Complex and large volume transport made simple

Megamove Smleter

Mining company Anglo American's call for help to get critically needed high pressure heat exchanger components for the furnace rebuild to its Rustenburg site, South Africa was just the kind of mega-challenge DSV thrives on!

The scale of the project was daunting: in total, just under 100,000 kilograms of equipment needed to be moved from two locations – Helsinki in Finland, and a military air base in Thailand – to Johannesburg, South Africa, and then on to Rustenburg.

Anglo American chose an Air solution over the Sea option because of the urgency of the project – and DSV used an Antonov An-124 aircraft, a strategic airlift jet aircraft which was for many years the heaviest gross weight production cargo airplane in the world, to fly the parts from Finland and Thailand.

It was decided the cargo in Helsinki would be moved first. It was the more complex of the two deliveries, and the additional loading equipment needed would be left behind in Johannesburg when the plane went to Thailand for the second leg of the move.

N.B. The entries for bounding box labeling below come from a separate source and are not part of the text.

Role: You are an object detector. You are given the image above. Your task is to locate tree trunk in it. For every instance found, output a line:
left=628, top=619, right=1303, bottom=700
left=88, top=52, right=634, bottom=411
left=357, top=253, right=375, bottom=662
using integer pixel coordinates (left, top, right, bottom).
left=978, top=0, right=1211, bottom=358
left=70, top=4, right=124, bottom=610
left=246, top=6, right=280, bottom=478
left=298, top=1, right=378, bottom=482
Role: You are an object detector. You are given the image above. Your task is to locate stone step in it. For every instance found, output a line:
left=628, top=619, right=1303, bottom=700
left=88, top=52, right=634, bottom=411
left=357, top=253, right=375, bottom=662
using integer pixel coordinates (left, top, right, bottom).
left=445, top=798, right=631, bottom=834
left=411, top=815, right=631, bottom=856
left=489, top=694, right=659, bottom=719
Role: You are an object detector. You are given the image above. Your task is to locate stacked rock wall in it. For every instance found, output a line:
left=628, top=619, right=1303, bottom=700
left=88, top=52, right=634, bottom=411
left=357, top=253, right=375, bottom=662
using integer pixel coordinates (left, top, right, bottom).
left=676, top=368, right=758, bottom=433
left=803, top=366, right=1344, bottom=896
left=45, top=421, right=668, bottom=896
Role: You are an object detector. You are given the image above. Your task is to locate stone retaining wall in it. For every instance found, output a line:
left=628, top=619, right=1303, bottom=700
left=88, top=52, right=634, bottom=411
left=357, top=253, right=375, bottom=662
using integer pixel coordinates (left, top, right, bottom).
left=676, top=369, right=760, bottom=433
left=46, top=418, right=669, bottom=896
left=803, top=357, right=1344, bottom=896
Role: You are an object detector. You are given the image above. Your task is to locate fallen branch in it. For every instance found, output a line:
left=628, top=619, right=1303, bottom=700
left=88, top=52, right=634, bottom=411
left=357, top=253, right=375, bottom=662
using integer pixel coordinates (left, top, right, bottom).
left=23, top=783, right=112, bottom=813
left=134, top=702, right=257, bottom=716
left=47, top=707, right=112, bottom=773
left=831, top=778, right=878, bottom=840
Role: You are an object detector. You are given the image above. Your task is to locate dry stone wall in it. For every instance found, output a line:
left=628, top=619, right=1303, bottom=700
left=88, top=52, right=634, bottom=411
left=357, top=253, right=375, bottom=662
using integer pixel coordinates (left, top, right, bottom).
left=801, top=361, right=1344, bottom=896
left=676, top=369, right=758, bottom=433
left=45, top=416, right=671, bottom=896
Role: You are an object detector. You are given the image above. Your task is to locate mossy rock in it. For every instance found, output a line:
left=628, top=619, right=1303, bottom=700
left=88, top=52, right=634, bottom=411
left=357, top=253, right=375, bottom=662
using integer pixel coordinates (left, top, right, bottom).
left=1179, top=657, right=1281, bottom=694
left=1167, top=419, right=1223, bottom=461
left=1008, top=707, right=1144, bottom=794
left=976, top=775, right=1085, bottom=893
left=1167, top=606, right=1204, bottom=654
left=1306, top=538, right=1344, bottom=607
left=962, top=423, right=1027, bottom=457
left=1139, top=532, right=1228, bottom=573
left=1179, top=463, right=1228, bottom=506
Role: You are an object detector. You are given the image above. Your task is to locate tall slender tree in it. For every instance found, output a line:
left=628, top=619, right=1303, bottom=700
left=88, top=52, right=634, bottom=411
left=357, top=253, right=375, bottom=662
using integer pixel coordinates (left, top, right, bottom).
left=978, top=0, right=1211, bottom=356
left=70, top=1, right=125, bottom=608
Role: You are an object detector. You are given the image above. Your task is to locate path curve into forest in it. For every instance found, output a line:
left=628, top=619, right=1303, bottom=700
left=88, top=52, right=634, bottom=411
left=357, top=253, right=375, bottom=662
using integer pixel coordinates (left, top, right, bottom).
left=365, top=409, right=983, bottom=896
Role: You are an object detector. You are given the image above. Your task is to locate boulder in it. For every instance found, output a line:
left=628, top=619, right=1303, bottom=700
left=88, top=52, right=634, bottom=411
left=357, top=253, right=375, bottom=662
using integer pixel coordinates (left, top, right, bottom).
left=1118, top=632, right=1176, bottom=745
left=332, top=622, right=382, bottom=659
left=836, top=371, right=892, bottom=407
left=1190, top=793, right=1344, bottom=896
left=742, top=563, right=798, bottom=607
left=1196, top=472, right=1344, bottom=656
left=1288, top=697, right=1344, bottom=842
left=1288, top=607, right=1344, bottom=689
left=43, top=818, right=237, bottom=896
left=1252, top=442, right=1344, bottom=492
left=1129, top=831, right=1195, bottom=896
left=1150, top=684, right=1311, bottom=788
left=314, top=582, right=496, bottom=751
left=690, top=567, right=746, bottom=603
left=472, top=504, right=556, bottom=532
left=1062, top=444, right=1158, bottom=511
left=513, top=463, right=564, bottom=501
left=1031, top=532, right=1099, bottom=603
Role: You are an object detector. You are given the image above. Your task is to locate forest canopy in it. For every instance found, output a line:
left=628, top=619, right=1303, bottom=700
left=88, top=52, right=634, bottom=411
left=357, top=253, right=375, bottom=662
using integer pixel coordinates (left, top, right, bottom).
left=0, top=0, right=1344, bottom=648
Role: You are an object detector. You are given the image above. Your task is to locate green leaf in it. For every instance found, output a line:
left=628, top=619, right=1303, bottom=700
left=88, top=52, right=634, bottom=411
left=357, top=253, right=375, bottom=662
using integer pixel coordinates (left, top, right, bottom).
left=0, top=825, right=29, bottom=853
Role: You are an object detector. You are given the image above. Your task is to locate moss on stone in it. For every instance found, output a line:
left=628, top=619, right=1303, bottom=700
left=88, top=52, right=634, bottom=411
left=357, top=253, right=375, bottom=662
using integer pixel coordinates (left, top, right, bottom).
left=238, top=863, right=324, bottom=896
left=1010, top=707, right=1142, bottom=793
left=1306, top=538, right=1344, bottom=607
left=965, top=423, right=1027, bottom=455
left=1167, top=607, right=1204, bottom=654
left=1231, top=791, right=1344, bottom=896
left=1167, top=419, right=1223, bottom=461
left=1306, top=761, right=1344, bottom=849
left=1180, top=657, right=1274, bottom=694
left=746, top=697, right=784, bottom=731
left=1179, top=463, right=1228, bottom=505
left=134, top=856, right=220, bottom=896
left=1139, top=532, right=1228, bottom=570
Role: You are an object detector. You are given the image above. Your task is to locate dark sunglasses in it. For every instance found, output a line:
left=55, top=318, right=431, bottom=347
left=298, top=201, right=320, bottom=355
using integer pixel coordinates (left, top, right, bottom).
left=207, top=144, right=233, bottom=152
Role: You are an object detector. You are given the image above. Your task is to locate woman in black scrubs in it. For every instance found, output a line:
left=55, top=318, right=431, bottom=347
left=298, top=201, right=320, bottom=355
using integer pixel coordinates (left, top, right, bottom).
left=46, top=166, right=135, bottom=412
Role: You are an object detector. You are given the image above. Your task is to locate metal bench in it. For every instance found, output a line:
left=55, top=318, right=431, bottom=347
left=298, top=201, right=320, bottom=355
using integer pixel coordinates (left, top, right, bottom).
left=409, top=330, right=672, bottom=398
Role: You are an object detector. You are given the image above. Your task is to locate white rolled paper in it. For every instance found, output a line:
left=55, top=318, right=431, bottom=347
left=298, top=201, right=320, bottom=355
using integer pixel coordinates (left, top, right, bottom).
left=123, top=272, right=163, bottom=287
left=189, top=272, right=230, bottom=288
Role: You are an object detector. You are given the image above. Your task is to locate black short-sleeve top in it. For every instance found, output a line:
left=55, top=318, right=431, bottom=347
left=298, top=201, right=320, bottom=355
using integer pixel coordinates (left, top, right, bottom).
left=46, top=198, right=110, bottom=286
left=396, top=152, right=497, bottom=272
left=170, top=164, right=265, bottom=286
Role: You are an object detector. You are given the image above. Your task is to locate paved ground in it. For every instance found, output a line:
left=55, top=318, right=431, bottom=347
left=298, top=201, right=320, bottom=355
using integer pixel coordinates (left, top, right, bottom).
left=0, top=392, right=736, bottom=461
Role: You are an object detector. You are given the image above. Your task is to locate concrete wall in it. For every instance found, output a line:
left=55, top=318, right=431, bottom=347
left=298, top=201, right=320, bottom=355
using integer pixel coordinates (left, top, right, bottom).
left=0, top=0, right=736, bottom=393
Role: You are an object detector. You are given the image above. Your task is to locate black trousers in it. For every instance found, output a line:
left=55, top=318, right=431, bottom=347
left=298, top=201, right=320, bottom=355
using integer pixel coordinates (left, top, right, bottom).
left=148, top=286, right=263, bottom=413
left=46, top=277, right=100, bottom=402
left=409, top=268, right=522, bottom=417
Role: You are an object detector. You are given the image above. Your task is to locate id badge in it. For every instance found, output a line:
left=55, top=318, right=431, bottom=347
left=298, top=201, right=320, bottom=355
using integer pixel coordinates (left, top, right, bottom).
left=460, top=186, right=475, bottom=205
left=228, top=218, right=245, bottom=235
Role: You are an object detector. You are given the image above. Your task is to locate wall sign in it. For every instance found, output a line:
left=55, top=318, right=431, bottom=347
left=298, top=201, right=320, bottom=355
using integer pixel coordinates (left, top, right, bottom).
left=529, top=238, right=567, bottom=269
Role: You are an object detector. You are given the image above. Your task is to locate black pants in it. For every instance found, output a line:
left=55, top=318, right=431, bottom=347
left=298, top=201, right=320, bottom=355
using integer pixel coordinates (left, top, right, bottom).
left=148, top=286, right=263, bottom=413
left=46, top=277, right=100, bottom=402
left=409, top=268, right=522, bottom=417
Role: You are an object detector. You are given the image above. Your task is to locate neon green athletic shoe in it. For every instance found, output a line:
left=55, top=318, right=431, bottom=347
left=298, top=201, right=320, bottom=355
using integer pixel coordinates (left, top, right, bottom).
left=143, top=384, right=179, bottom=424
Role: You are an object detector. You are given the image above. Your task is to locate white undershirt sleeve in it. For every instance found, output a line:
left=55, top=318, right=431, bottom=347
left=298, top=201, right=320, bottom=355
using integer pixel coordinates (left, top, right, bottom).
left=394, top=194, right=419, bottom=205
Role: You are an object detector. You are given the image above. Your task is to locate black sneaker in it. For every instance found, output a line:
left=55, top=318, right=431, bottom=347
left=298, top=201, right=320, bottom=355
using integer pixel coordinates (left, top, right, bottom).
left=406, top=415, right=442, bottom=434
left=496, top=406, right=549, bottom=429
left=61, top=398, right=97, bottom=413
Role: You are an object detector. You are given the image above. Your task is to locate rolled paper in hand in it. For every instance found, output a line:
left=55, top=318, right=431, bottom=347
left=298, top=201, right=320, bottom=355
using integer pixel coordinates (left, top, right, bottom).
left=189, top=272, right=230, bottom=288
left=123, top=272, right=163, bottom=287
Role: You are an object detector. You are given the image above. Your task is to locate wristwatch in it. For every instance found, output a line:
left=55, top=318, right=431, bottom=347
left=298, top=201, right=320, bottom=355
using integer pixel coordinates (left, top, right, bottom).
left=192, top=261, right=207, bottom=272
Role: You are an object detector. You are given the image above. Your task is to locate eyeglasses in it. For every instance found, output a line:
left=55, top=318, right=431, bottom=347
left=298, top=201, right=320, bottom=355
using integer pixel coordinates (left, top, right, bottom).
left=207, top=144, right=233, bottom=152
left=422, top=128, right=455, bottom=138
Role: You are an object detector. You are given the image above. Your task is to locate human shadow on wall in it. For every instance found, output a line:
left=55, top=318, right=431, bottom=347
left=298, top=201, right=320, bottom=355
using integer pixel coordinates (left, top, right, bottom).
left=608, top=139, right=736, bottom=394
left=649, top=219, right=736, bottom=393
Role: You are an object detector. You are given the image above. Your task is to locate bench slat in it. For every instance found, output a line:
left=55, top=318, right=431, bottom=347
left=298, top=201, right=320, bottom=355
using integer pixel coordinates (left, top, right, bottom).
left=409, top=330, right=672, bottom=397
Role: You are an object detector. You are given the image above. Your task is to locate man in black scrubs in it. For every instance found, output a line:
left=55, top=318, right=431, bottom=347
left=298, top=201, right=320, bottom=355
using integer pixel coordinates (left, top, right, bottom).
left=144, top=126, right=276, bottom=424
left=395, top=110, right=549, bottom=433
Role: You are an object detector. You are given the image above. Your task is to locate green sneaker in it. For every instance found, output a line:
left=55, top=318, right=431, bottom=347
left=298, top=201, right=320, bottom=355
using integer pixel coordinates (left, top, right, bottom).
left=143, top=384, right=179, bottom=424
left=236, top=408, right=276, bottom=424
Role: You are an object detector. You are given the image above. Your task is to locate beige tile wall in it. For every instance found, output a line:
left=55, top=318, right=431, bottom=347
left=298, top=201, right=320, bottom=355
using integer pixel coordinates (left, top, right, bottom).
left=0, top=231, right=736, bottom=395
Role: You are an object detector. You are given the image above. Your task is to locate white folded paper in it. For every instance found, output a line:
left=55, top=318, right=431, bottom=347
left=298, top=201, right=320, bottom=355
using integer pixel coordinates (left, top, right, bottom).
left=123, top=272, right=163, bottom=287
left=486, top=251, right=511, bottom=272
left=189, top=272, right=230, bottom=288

The cargo in Helsinki presented a greater challenge because additional loading equipment of approximately 50,000 kilograms was needed to load 14-16m long pieces, which weighed between 10 to 16,000 kilograms each. 

The internal cranes were not able to lift the cargo into the plane, and so it was decided to load through the front nose of the plane – and this required ramps to be built so the cargo could be rolled into place on the aircraft.

The cargo dimensions for the Helsinki leg was 64,622kg and 298 CBM, and consisted of six packages.

Additional cranes were needed at both Helsinki and OR Tambo International Airport in Johannesburg to place and receive the cargo onto the special ramps.

The aircraft was loaded in Helsinki on the 29th January, and arrived in Johannesburg on the 30th January around 20:45 local time. The flight route required an additional stop in Entebbe, Uganda, to refuel because of the additional weight of the lifting equipment.

It took just over nine hours to offload the cargo, which was then delivered to site the next day, without incident. Marine surveyors were on standby at each handling point.

The cargo from Thailand weighed less than the Finland cargo, but presented its own challenges because of the abnormality of the width, 5.36m, which meant it required a police escort from its place of origin to UTAPOA, the military air base from where it would leave for Johannesburg.

The cargo was loaded and offloaded through the rear of the aircraft, using the aircraft’s internal cranes. The plane landed in the middle of the night and UTAPOA did not have a cargo terminal, so it wasn’t possible to screen cargo, nor were there lights for loading at night. Our DSV Thailand office took care of that, and arranged additional lighting and screening specially for the job.

The Antonov 124 arrived in Johannesburg on the 3rd February with its special cargo on board: seven frames weighing 34,768 kg, 274 CBM. It was offloaded without incident and was on site by Monday, 5th February – with special thanks to another police escort!

A mega project executed to perfection and the result: an extremely happy client.